Whatever Happened to Student Power?

Whatever Happened to Student Power?

By Raanan Geberer
Reprinted from Brooklyn Daily Eagle

Most people, when they think of student demonstrations in the ’60s and ’70s, think of students demonstrating for civil rights, against the Vietnam War and the like.

This is correct — but only up to a point. Often, even at the same time as they were protesting for these weighty causes, they were often demonstrating on their own behalf. At times, student issues took center stage, such as during the (over the top, in my opinion) demonstration about the Columbia University Gym in 1968.

The Columbia University demonstration aside, student demands, at least at my high school, the Bronx High School of Science, took a more moderate form. Some of these demands seem positively innocuous, such as the right to go outside during lunch, the right to have soda machines in the school (alternative health types would consider this “politically incorrect” today) and, believe it or not, the end to the rule that girls couldn’t wear pants. One day, hundreds of girls came to school with paper bags, went into the bathroom and emerged wearing pants. That was the end of that rule!
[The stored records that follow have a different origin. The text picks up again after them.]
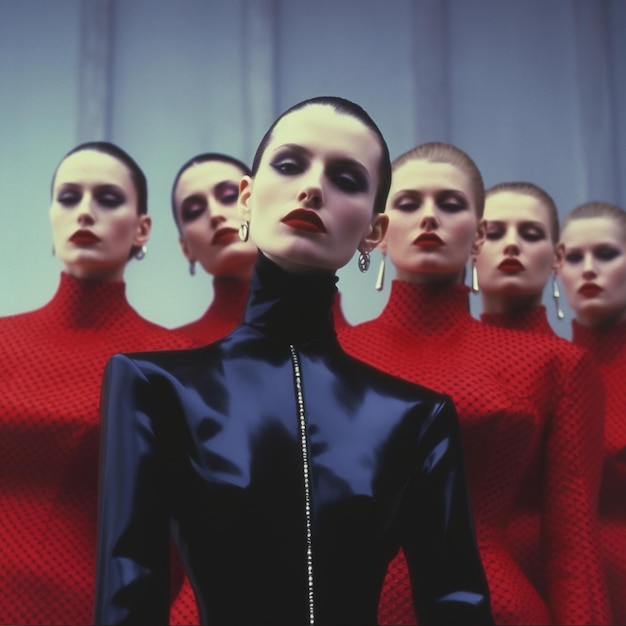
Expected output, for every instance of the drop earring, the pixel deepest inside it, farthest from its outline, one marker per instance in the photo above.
(364, 260)
(244, 230)
(380, 279)
(475, 287)
(556, 294)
Along with these were more serious issues — students’ seeking more electives, the right to distribute “underground” newspapers on campus, and more student control over the curriculum. At some point, a student-faculty-parent committee was formed, and although I was only dimly aware of what it did, it apparently did have some positive effect. (By the time I got to college, the protest era was largely over.)
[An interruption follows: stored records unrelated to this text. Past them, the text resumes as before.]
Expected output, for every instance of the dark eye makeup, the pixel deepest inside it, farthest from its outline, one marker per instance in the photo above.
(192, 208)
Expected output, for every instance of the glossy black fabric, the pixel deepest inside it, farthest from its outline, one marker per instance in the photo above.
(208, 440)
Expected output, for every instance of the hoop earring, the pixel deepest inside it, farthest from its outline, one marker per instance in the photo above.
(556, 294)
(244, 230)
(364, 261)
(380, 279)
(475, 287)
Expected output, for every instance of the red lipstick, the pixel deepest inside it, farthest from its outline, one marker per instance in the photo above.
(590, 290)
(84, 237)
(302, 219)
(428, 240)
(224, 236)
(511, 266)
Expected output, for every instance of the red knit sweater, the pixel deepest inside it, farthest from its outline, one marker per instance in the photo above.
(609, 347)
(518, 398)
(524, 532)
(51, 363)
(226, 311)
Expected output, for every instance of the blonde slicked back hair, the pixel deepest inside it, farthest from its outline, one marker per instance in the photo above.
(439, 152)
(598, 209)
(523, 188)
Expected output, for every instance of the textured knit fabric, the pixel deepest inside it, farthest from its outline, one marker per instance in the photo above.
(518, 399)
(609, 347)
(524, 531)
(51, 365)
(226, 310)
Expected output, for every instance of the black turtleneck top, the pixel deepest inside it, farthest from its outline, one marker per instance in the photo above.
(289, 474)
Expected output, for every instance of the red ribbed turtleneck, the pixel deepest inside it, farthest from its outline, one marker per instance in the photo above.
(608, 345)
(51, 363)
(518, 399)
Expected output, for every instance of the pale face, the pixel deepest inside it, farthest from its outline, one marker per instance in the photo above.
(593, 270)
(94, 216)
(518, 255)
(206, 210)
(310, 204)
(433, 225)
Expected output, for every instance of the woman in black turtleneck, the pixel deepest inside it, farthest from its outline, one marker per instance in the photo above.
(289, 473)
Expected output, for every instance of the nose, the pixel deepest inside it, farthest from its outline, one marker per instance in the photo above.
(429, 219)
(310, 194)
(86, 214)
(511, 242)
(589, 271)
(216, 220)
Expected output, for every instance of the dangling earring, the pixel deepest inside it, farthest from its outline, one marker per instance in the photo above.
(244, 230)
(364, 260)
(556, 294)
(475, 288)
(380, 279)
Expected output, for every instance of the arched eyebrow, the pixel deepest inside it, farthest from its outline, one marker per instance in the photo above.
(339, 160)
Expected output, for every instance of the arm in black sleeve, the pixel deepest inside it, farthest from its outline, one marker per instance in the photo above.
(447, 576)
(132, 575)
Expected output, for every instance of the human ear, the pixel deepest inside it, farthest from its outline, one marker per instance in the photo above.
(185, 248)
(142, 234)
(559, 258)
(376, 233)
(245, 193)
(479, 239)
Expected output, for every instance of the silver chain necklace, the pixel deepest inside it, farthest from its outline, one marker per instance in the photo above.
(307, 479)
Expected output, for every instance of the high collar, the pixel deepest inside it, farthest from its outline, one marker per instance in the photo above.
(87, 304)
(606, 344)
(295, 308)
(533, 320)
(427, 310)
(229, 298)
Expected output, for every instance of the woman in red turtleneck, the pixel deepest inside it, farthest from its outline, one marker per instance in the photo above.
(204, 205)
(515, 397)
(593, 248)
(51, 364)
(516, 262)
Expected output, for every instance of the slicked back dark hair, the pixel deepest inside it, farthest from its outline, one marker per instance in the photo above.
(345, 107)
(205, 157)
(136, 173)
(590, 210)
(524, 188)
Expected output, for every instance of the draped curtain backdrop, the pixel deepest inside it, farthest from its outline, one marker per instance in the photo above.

Today, the idea of students’ rights has largely disappeared, at least in the high schools — the victim of more intense competition for college admissions, of the rising rate of crime within many schools and the resulting crackdown on it, and more rigid curriculum requirements dictated from Washington, Albany and the Department of Ed.

And in the final analysis, one might think, of what consequence is it anyway whether someone has the right to buy a can of soda in the school building or wear jeans?
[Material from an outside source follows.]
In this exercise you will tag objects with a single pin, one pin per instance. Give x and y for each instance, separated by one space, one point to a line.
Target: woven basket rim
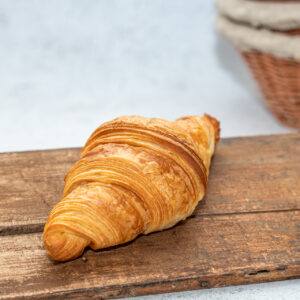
273 15
262 40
Very little — but those who think only in such terms are missing the point. Participating in demonstrations, challenging the “powers that be” gave young people an incredible high! Jumping out of planes with a parachute, bungee jumping, backpacking in Thailand, taking mind-altering substances, driving 200 miles per hour in a racing car — forget it! No one who ever lived through those years and took part in these events will ever forget the thrill of collective action, of challenging our parents’, our teachers’ world — and winning!

All of their lives, we had been dictated to — and now, here we were, saying, yes, we might be 16, we might be 17, we might be 18, but when we say something, we deserve to be listened to! And today’s young people are all the poorer for not experiencing the same thing.